Mas, ini istrimu. Diah.
Aku menulis ini di tanggal 11 April 2022, pukul 01:03 pagi. Dan jika menurut perhitungan dokter kandungan langganan kita, ini adalah sepuluh hari sebelum aku melahirkan seorang bayi merah ke dunia sempit ini.
Mas, aku menulis ini kala aku terbangun dari tidurku karena tiba-tiba saja aku merasa yang aku lihat tadi adalah Allah. Aku rasa Ia tadi berkunjung ke mimpiku, Mas. Tapi aku tak tahu apakah ini sebuah pertanda atau apa, yang aku ingat adalah sosok yang aku rasa adalah Allah itu berucap padaku bahwa Ia ingin segera bertemu denganku. Bukan hanya di mimpi, melainkan di rumahNya. Tetapi Ia tak terdengar memaksaku sama sekali, Mas. Ia malah memberiku pilihan untuk datang berkunjung ke rumahNya atau bertahan lebih lama bersamamu dan anak kita.
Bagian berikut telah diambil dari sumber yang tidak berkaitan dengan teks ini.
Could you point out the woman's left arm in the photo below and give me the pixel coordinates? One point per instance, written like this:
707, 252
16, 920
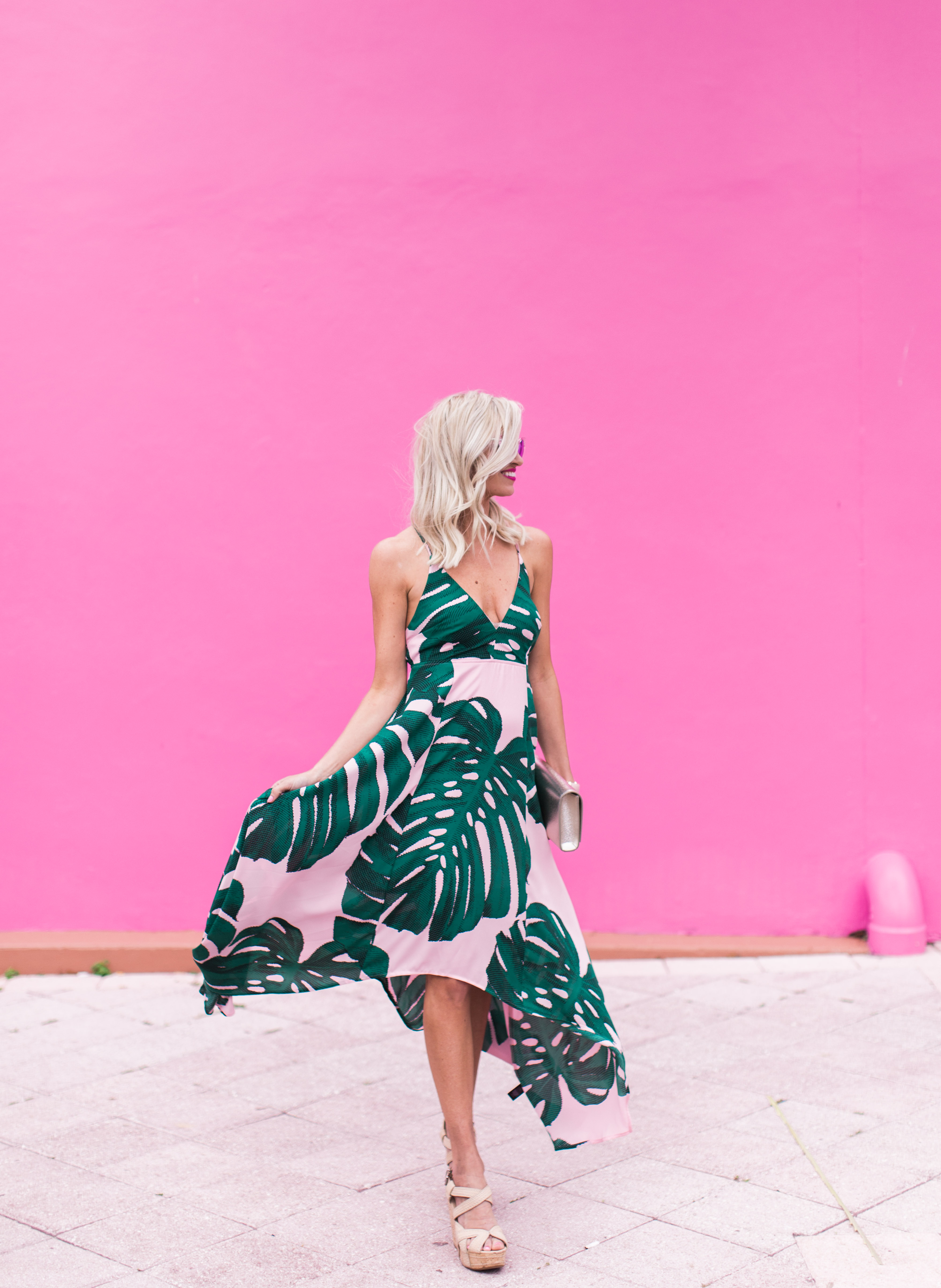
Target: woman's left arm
550, 722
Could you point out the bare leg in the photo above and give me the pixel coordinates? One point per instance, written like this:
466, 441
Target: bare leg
456, 1017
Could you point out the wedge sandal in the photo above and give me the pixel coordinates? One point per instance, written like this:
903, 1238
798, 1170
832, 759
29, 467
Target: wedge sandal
468, 1241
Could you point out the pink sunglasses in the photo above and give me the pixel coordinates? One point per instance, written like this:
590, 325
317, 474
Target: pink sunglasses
520, 450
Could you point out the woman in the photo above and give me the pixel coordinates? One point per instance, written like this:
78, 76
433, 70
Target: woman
414, 852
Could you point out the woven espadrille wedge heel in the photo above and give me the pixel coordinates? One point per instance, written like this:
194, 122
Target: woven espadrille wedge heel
468, 1241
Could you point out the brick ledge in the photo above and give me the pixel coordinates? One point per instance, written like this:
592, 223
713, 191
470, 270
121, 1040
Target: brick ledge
604, 946
61, 952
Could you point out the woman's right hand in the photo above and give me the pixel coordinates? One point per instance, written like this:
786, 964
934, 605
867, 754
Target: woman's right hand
293, 784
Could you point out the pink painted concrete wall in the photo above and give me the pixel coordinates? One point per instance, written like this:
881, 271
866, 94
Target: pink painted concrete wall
245, 245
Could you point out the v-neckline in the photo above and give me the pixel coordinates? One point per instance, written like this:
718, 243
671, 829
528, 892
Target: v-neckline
479, 606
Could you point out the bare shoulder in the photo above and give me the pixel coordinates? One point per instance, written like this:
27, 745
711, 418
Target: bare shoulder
538, 548
398, 558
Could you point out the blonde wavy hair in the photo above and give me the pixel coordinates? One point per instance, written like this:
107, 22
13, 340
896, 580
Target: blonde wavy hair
459, 444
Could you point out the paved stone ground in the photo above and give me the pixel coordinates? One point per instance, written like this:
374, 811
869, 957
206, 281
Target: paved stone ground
143, 1144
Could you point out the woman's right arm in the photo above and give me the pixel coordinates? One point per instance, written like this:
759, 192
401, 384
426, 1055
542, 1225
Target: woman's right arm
391, 576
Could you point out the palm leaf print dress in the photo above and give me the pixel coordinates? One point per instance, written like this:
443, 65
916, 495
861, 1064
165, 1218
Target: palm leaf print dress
426, 854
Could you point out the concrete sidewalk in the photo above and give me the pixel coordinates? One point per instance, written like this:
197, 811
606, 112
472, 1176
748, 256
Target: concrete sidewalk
145, 1144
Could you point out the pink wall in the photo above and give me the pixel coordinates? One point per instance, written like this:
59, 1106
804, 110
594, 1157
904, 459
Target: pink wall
245, 245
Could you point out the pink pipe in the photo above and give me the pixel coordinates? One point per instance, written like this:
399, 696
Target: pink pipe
896, 914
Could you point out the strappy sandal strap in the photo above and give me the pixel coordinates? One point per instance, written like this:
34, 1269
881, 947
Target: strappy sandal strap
472, 1198
475, 1240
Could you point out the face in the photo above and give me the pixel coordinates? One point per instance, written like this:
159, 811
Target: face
505, 481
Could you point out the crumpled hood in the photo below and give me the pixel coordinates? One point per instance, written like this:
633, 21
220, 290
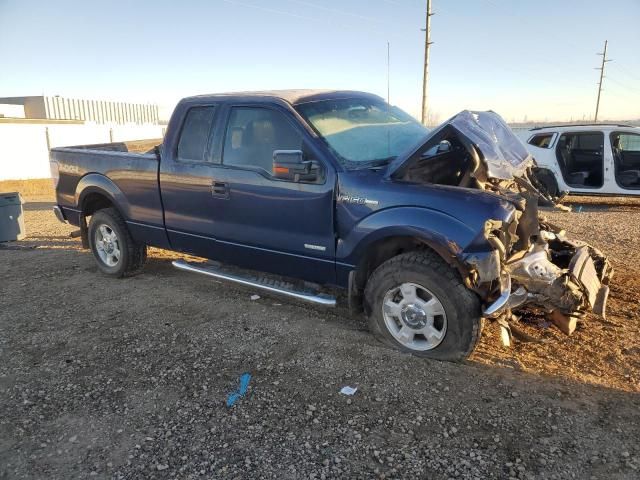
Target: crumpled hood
502, 152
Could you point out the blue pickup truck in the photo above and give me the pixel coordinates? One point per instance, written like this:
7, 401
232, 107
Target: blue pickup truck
302, 193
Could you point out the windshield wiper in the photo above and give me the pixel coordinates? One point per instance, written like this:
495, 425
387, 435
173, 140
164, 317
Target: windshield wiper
378, 162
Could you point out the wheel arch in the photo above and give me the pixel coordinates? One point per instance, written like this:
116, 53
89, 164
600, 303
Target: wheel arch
95, 192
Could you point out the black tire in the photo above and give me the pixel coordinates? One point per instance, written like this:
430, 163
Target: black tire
132, 256
426, 269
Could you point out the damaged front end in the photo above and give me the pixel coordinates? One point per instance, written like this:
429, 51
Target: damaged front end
531, 262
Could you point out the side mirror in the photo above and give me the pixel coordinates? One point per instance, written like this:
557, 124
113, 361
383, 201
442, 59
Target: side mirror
291, 165
444, 146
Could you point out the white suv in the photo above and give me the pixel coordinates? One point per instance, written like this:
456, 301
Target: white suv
596, 159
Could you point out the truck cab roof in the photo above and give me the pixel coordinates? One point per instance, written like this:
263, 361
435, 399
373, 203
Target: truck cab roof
292, 97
Maka malam ini aku terbangun dan segera mencari kertas serta pulpen untuk menuliskan detail mimpi ini di secarik kertas yang aku sobek dari buku kerjamu ini untuk berjaga-jaga karena mungkin aku benaran akan meninggalkanmu dan anak-anak sendirian di sini, Mas. Aku harap jika aku benaran meninggalkanmu, kamu akan mampu menemukan secarik kertas ini secepat mungkin setelah kematianku nanti jika Allah benar-benar menjemputku untuk berkunjung ke kediamanNya yang tak aku tahu bagaimana bentuk dan letaknya.
Pertama-tama aku akan menjelaskan padamu lebih dulu tentang mimpi yang aku alami malam ini karena aku juga takut aku akan lupa sebelum menceritakannya padamu, Mas. Juga mungkin aku tak bisa begitu rinci menjelaskan semuanya karena ketika aku terbangun dari tidur, tiba-tiba saja berbagai hal yang tadi aku alami dalam mimpi mulai terhapus dengan sendirinya dari ingatanku tanpa izin. Maka sekarang ini aku akan menjelaskan padamu lebih dulu agar aku tak semakin lupa.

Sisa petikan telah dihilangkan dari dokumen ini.